Wow. For real, I always just assumed that .com was the commercial arm of .org. Holy shit.

Edit: So, for anyone curious, .com is owned by Automattic, who also own Tumblr, Beeper, PocketCasts and Buddy Press. The WordPress project and .org are owned by the WordPress Foundation. Automattic makes some contributions to the WordPress project but they and the WP Foundation are seperate.

load more comments (4 replies)
[–] Shotgun_Alice@lemmy.world 16 points 2 weeks ago

The face I made when I read that title and it was not good.

[–] Doorbook@lemmy.world 14 points 2 weeks ago
[–] humble_pete_digger@lemm.ee 6 points 2 weeks ago* (last edited 2 weeks ago)

~~Wait wtf.
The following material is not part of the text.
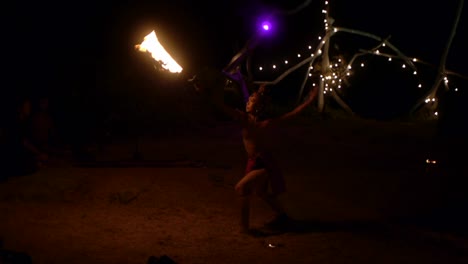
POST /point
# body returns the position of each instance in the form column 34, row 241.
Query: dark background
column 81, row 53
Automattic was sold in a fire sale?
When? Why? How?

They were not making money? I thought they had WordPress.com - that should be making pretty good right? Or paid plugins like jetpack - those gotta be making money.
How did this happen that they got sold in fire sale?~~

Edit oh. Ive read it wrong. Tumblr was sold in a fire sale, okok. Yeah I could see that.

[–] fox2263@lemmy.world 5 points 2 weeks ago (2 children)

Hopefully they’ll at least use Bedrock and not default Wordpress.

Or modify it themselves.

[–] MonkderVierte@lemmy.ml 4 points 2 weeks ago* (last edited 2 weeks ago)

Or use a shitload of insecure plugins for wp to do what it wasn't made for.